In this (mostly arbitrary) layout of our frame data, the first item in each list is the name of the frame, the second item is a list of ancestors of the frame, and the remainder of the data consists of slot names and their values. Storing the information in a hierarchy of frames allows us to succinctly describe the information about each item- For instance, when we defined lettuce, it was not necessary to give any detailed information about lettuce, because lettuce already inherits default slots from salad_bar_station_food that are appropriate in describing lettuce as a cold, non-fattening vegetable. Other items, however, have to override some default slots because they represent and exception: Cheese, for instance, breaks the rules for salad bar items in that it is not a vegetable and also is fattening.
The moral of this buffet example is that frames allow you to organize knowledge in a manner that is practical and efficient- It is practical because the information can be organized in a natural manner for a given purpose- The layout that we choose, for instance, is close to how a human might think of a buffet in their his/her head: If the person were on a diet, for instance, it might make sense for them to spend most of their time at the salad bar, since the items there would typically be less fattening- Looking at our frames makes that very clear. Also, the data is efficient because we use default information about groups of food assign default properties to individual foods, making the representation of the knowledge very succinct.
Limitations of Representing Knowledge in Frames
Our buffet example shows us some of the strengths of frame systems, foremost being their simplicity. However, The simplicity that makes frame systems so easy to work with can also lead to many problems.
First of all, if we try to use our information for multiple domains we run into difficulties because of assumptions that can be built into our data. For example, if a botanist wanted to use our buffet database to describe different plants it would be nonsensical to the botanist to find lettuce described as a salad_bar_food- A far more useful description would be to describe lettuce as a species in the genus Lactuca. Since frame systems allow the data designer to be so flexible in how data is organized, many arbitrary decisions can be made that may later on prove to be a hindrance when new knowledge needs to be included.

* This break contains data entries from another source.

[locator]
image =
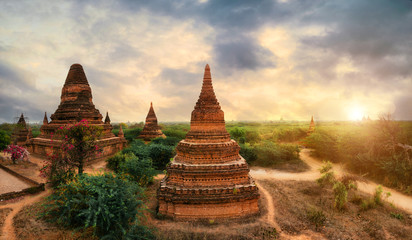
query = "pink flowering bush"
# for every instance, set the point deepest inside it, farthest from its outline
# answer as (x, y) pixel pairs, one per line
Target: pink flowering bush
(16, 152)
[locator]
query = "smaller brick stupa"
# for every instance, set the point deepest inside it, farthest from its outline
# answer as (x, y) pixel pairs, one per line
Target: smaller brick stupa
(20, 133)
(207, 178)
(311, 126)
(76, 104)
(151, 129)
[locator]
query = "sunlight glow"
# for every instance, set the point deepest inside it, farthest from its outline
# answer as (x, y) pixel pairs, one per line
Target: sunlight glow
(356, 113)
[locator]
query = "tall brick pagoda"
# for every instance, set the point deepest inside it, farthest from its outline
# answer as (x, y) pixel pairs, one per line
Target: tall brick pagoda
(151, 129)
(20, 133)
(75, 105)
(311, 126)
(207, 178)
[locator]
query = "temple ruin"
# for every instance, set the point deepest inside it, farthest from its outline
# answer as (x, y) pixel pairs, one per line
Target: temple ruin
(21, 134)
(76, 104)
(151, 129)
(311, 126)
(207, 178)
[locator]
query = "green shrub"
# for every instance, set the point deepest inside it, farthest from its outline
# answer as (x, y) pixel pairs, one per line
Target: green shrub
(131, 133)
(180, 134)
(367, 204)
(237, 133)
(161, 155)
(252, 137)
(4, 140)
(114, 162)
(109, 205)
(398, 216)
(138, 148)
(169, 141)
(289, 134)
(325, 145)
(341, 195)
(316, 217)
(138, 170)
(248, 153)
(270, 154)
(327, 176)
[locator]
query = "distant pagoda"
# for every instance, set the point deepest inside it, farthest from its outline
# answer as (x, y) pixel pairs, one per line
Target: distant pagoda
(20, 133)
(311, 126)
(76, 104)
(207, 178)
(151, 129)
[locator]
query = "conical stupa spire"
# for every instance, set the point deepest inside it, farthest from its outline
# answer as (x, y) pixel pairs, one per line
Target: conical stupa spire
(76, 75)
(207, 97)
(107, 119)
(121, 134)
(151, 129)
(45, 120)
(151, 114)
(21, 120)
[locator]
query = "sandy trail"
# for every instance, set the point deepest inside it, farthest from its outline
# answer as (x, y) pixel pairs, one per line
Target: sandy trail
(10, 183)
(398, 199)
(271, 208)
(8, 228)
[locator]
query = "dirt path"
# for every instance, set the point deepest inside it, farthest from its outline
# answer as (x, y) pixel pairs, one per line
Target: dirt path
(10, 183)
(398, 199)
(271, 208)
(8, 232)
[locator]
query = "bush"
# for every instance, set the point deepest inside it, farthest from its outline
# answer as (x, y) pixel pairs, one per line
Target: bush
(341, 195)
(131, 133)
(237, 133)
(161, 155)
(270, 154)
(114, 162)
(138, 170)
(4, 140)
(327, 176)
(252, 137)
(316, 217)
(138, 148)
(248, 153)
(107, 204)
(325, 145)
(180, 134)
(169, 141)
(290, 134)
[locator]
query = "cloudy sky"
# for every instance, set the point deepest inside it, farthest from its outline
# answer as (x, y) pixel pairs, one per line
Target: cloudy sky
(336, 60)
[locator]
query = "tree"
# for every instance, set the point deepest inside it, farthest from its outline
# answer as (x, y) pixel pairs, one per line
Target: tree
(79, 143)
(16, 152)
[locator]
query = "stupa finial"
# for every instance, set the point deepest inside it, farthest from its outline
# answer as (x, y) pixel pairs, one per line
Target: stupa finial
(121, 134)
(107, 119)
(45, 120)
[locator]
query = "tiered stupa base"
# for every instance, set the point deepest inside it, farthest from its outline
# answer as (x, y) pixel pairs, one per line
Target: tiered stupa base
(196, 203)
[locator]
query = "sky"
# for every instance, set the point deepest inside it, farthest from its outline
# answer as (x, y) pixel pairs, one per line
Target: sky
(269, 59)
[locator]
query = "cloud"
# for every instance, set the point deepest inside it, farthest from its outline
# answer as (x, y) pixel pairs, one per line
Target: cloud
(403, 108)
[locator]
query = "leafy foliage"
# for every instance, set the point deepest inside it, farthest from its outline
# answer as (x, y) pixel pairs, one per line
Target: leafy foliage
(17, 152)
(109, 205)
(161, 155)
(138, 170)
(79, 143)
(381, 149)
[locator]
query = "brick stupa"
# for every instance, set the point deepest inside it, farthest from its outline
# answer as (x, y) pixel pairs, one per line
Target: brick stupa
(20, 133)
(76, 104)
(311, 126)
(207, 178)
(151, 129)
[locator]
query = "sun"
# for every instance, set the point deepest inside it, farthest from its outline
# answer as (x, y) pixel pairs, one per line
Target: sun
(356, 113)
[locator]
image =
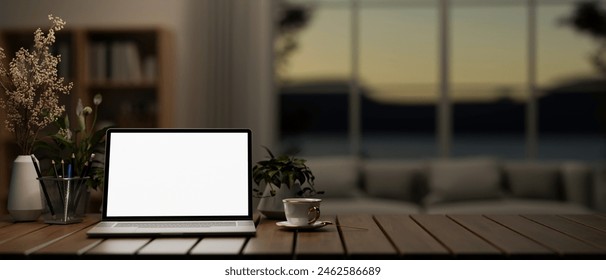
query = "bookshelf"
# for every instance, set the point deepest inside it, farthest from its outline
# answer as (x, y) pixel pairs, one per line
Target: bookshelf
(130, 67)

Second of all, primitive frame systems like this do not really have a strong mathematical underpinning... We're just using a simple observations about information- that observation being that "things" can usually be placed into "groups" and items in those groups tend to have similar properties- We're welcome to put in all kinds of contradictory and paradoxical information into our frames and our software would not be able to tell this is happening, since a frame system stores information in a willy-nilly fashion.
The final major limitation of simple frame systems is that they can impose extra burdens on the user because they can't distinguish between between necessity and sufficiency. For instance, a program using our buffet frames has no ability to say to the user "Hey! Those radishes you told me about are salad_bar_station_food!"- This is impossible because we can't express in our frame system that any specific food item that has "such and such" properties has been sufficiently described for the software to deduce that it must be part of the salad bar.
Not surprisingly, most modern frame systems have extensions that remove most of the limitations that we have discussed in this section. However, often the limitations have been overcome by borrowing concepts from other representation systems, such as first order logic and description logics, which we will discuss next.